The 36th edition of Z/Yen’s Global Financial Centres Index (GFCI) has been published, and Tokyo gave up the rank it had gained six months…

Tokyo moves down one spot to #20 among Global Financial Centers

The 36th edition of Z/Yen’s Global Financial Centres Index (GFCI) has been published, and Tokyo gave up the rank it had gained six months ago, settling back just inside the Top 20. The point differentials among the Top 20 remain quite small, although the delta to fifth-place San Francisco has increased from 15 to 23 points.

The GFCI is the longest study of this kind, being published semi-annually and hence having 18 years of publication under its belt. The methodology combines 145 quantitative measures provided by third parties including the World Bank, The Economist Intelligence Unit, the OECD, and the UN, with 37,830 assessments of financial centers provided by 6,188 respondents to the GFCI online questionnaire.

From an all-time high third position in March 2020, Tokyo’s fall has been quite dramatic, via 4th place in September 2020 and 7th in March 2021, to ninth place in September 2021 and March 2022. Dropping out of the Top 10 in September 2022, and out of the Top 20 in March 2023, with a slight recovery over the past 12 months.

This also puts Tokyo into the eighth regional spot behind Hong Kong (#3, one spot up), Singapore (#4, one spot down), Shanghai (#8, two spots down), Shenzhen (#9, two spots up), Seoul (#11, one spot down), and Beijing (#18, three spots down).
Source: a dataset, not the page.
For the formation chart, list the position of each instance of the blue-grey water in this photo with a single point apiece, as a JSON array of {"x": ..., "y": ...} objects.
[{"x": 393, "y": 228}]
The only new entry into the Top 20 is Dublin at #14. Also, Osaka at #44 has gained three spots after falling in the previous two surveys.

Additionally, the GFCI assessment also asks respondents which centers they consider will become more significant over the next two to three years, with Seoul, Dubai, Singapore, London and Hong Kong leading the pack, while there is no mention of Tokyo among the fifteen highest ranked cities.

Among the five areas of competitiveness (Business Environment, Human Capital, Infrastructure, Financial Sector Development, Reputational & General), Tokyo regained its ranking for Human Capital (#10), and retained it for Reputational & General (#9, five spots up).

Similarly, across the eight industry sector sub-indices (Banking, Investment Management, Insurance, Professional Services, Government & Regulatory, Finance, FinTech, Trading), Tokyo nabs five Top Fifteen rankings, for Investment Management (#12), Insurance (#11), Government & Regulatory (#13), Finance (#11), and Trading (#14), three more than only a year ago, indicating an upward trajectory.

The methodology-driven ranking of the GFCI is augmented with financial center profiling that uses clustering and correlation analysis to identify three measures that determine a financial center’s profile along different dimensions of competitiveness (Connectivity, Diversity, Specialty).

The 10 Global Leaders surfaced by this profiling have both broad and deep financial services activities and are connected with many other financial centers. This list includes Tokyo, thus allowing us to keep propagating the “Global Financial City Tokyo” nomer with some honor.

Lastly, alongside the main GFCI index, Z/Yen also analyzes financial centres in terms of their FinTech offering. Here, Tokyo arrested its fall from 15th in September 2022 to 37th in September 2023 by moving up one spot despite losing seven points in the rating.